Яркий пример — музыка, использованная в знаменитом фильме Стэнли Кубрика «Сияние» (Shining) с Джеком Николсоном, где буйное и кровавое помешательство героя сопровождается «Плачем по жертвам Хиросимы» Кшиштофа Пендерецкого с легко угадываемым в нём воем подлетающего атомного бомбардировщика.

Я тоже живу сегодня. Но я не «певец сумеречных настроений» (как когда-то говорили про Чехова), это не моё амплуа. Мне почти всегда хочется как-то облегчить жизнь слушателя.

Я не работаю для небольшой горстки музыковедов и несчастных, маргинально настроенных любителей современной музыки, которым она интересна с научной точки зрения либо просто созвучны «скрежещущие» звучания авангардной современной музыки.

При этом я считаю, что право на существование имеет сегодня любая музыка, с большим интересом изучаю партитуры и записи любой сложности и стиля, в том числе самые ультраавангардные.

Но разделяю понятия «интересно» и «нравится». Вряд ли я стану слушать для собственного удовольствия творения авангардистов. Но обязательно буду их слушать и пытаться понять, проанализировать, потому что это бывает очень интересно и увлекательно. Если только это не откровенно скучное сочинение, когда мухи дохнут.

Но мне, как правило, необходимо порадовать слушателя, избавить хоть на время от тяжёлых мыслей о кризисе и отпустить домой в улучшенном расположении духа.

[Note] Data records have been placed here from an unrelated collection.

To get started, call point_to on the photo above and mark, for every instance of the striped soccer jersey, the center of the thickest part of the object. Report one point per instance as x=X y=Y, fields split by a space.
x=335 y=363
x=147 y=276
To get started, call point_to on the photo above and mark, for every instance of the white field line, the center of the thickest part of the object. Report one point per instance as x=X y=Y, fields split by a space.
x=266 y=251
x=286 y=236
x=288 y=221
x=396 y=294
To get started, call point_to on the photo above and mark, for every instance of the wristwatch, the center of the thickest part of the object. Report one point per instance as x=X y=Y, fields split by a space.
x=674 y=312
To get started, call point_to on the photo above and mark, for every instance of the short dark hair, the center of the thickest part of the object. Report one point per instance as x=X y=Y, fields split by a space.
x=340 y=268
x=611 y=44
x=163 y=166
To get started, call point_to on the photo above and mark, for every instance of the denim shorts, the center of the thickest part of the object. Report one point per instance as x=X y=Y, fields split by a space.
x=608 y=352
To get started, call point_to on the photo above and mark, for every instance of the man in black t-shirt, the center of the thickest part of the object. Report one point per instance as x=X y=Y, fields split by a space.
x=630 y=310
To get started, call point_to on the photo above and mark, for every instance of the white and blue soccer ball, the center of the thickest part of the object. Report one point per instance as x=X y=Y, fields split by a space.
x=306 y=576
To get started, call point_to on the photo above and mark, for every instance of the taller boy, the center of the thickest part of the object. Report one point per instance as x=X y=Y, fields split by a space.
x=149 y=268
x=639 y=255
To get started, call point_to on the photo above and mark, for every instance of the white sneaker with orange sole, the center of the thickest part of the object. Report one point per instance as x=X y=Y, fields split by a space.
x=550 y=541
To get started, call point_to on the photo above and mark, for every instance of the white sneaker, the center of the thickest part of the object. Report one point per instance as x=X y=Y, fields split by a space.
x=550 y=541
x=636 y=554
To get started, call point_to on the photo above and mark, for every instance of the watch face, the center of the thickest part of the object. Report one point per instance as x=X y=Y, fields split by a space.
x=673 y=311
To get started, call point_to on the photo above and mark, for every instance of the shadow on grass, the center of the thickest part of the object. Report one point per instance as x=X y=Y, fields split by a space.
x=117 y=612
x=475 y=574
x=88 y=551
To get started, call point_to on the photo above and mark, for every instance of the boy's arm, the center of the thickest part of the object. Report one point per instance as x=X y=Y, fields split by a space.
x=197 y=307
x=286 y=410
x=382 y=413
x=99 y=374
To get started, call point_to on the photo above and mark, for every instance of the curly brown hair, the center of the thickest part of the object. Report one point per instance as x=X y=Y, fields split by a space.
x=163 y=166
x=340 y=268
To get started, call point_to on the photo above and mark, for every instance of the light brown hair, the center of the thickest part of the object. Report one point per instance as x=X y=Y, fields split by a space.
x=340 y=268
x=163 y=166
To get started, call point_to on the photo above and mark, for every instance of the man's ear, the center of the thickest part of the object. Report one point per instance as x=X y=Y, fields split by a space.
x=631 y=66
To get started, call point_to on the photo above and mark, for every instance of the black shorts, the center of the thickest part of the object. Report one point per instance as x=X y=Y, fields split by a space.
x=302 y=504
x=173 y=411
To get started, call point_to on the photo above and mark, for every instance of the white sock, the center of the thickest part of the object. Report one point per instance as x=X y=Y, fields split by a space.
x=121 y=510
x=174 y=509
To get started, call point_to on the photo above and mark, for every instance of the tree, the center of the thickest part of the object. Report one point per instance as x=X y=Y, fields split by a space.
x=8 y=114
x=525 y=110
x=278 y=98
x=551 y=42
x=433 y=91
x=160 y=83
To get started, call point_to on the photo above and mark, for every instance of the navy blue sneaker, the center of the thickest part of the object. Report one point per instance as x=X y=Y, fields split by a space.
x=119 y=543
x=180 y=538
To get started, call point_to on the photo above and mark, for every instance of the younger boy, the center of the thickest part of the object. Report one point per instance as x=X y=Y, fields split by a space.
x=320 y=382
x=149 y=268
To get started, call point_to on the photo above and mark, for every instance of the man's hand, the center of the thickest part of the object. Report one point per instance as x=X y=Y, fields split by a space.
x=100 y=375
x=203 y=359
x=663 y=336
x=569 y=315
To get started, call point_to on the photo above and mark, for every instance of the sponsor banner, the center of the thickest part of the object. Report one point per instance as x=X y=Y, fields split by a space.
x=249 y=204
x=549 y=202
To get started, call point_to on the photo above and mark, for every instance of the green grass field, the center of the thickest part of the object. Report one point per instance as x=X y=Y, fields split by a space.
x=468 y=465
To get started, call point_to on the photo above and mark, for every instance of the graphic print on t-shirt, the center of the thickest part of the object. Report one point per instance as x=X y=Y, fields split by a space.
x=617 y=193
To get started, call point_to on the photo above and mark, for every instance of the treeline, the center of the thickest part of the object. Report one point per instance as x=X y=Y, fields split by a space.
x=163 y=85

Хотя меня часто и называют «сангвиническим» композитором, бывают моменты, когда мне нужно и необходимо написать нечто трагическое и даже скрежещущее, звучащее «по-авангардистски».

Так, в моей пьесе «11'09''» («911») 2002 года, посвящённой трагедии башен-близнецов в Нью-Йорке, я переосмысливаю малоизвестные фрагменты Реквиема Моцарта, выброшенные учеником композитора Зюсмайером и позднее реконструированные музыковедом Дунканом Дрюсом. В конце пьесы музыка «расстраивается», «разваливается», превращается в невнятный хаос кластерных созвучий, сквозь дым пепелища мы слышим одинокие отголоски Моцарта как стоны умирающих или пение умерших...

В конце моего «Форельного квинтета» смерть форели на сопроводительном видео озвучена также «страшным» ударом по всем клавишам рояля, после чего на отзвуке слышна народная мелодия из одноимённого классического произведения Шуберта в грустном, минорном варианте с неустойчивыми интервалами в сопровождении. Мелодия обрывается на полуслове, и мы ещё долгое время слышим зловещий треск и пощёлкивание рыбы на сковороде.

Иногда мы при этом жарим форель, не живую, конечно, в концертном исполнении, на двух электрических плитках, появляется запах. Но в академических залах это, как правило, невозможно: пожарные запрещают или организаторы пугаются такого перформанса...

Так что по-всякому бывает.

— А что вы жарите на саундтреке к работам АЕС+Ф? Расскажите об опыте сотрудничества с этими художниками — какие цели стоят перед вами в работе с видео? Как я понимаю, такая работа отличается от того, что нужно написать для кино. Или не отличается?
— Работа с АЕС+Ф вообще отличается от всего, что бывает.

Поскольку сами работы АЕС+Ф отличаются от всего виденного мной.

Я буквально потрясён их творчеством. Делают они много всего разного — от скульптур до провокативных фотоколлажей.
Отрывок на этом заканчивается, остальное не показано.